What about next time? Looking ahead, experts say there is plenty the government could do to reduce fraud in any future emergencies. For example, although time was of the essence in the early days of the pandemic, the Small Business Administration could have attempted to weed out fraudulent borrowers by using historical tax data to verify applicants — something the agency was forbidden to do under the terms of the CARES Act, a $2.2 trillion stimulus bill signed into law by President Donald Trump in March 2020. That restriction was later revoked, but not before billions of dollars were given to borrowers who self-certified their legitimacy.

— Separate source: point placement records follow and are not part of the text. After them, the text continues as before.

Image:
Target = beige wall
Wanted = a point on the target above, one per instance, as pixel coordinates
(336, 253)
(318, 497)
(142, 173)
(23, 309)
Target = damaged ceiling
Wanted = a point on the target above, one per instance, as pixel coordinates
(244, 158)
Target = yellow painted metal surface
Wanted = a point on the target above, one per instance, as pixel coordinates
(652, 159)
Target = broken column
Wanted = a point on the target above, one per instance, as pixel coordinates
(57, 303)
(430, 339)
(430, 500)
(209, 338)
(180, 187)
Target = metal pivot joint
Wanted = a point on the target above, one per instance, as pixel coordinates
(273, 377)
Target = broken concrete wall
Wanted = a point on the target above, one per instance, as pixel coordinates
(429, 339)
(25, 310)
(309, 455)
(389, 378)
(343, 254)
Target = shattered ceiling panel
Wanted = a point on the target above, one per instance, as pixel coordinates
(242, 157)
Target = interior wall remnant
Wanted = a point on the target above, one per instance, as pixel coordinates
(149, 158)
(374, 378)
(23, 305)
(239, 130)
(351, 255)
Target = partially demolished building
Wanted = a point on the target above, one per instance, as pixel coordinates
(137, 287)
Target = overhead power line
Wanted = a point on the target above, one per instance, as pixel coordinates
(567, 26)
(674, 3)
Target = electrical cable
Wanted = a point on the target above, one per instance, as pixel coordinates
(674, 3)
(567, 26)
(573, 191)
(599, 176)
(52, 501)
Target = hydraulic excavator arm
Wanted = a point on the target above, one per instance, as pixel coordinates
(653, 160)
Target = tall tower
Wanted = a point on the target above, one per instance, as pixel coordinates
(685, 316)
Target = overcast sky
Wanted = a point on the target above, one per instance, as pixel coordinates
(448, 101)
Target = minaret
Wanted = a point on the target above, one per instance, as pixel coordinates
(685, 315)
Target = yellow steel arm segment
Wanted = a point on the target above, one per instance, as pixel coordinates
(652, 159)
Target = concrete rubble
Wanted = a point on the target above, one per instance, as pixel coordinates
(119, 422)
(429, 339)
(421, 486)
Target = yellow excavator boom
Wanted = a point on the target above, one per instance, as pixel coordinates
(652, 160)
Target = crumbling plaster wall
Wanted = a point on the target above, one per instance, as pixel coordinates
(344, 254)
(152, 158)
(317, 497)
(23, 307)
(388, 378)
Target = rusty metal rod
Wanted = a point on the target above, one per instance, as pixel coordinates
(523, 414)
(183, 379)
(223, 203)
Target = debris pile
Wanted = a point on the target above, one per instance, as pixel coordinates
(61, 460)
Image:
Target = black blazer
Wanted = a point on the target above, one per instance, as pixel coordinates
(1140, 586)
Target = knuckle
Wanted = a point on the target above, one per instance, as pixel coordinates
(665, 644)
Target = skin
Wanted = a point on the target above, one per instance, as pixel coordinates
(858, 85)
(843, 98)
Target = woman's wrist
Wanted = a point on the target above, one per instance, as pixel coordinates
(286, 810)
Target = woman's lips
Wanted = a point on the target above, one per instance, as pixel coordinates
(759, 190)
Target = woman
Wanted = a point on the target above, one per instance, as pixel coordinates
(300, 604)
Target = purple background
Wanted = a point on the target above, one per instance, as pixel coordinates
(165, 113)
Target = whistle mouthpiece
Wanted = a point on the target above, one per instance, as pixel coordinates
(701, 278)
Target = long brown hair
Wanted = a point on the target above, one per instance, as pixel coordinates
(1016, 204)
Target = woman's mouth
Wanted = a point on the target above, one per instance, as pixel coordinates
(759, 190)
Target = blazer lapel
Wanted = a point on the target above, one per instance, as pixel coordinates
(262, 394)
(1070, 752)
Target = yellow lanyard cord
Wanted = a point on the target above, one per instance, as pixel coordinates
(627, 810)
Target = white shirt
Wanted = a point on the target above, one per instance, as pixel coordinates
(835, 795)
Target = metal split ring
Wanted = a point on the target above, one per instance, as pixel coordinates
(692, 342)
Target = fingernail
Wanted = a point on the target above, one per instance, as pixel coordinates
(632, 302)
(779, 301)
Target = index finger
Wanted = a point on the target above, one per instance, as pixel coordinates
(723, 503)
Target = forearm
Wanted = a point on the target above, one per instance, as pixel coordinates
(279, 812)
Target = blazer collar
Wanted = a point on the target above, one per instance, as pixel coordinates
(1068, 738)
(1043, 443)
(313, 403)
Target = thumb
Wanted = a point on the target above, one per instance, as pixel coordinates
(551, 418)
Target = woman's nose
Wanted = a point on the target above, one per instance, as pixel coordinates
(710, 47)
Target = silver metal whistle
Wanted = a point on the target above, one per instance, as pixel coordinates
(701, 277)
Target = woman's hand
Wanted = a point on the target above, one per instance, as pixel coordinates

“If you open up the bank window and say, give me your application and just promise me you really are who you say you are, you attract a lot of fraudsters and that’s what happened here,” Horowitz said.

Gene Sperling, a former director of the National Economic Council who now oversees the implementation of the $1.9 American Rescue Plan in the Biden White House, told the AP that in the future, the federal government will need to both move quickly and maintain standards for providing relief. “The prevention strategy going forward is that in a crisis, you can focus on fast delivery to people in desperate situations without feeling that you can only get that speed by taking down common-sense anti-fraud guardrails,” he said.

Number of the Day: $1.1 Trillion

The House Ways and Means Committee is taking up a new package of tax cuts called the American Families and Jobs Act, which has yet to receive a score from the Congressional Budget Office. According to an analysis by the nonpartisan Committee for a Responsible Federal Budget, the legislation as written would cost the government $80 billion by 2033. If, however, the temporary tax cuts included in the bill, which are set to expire in 2025, were to be made permanent, the bill would cost over $1.1 trillion over 10 years.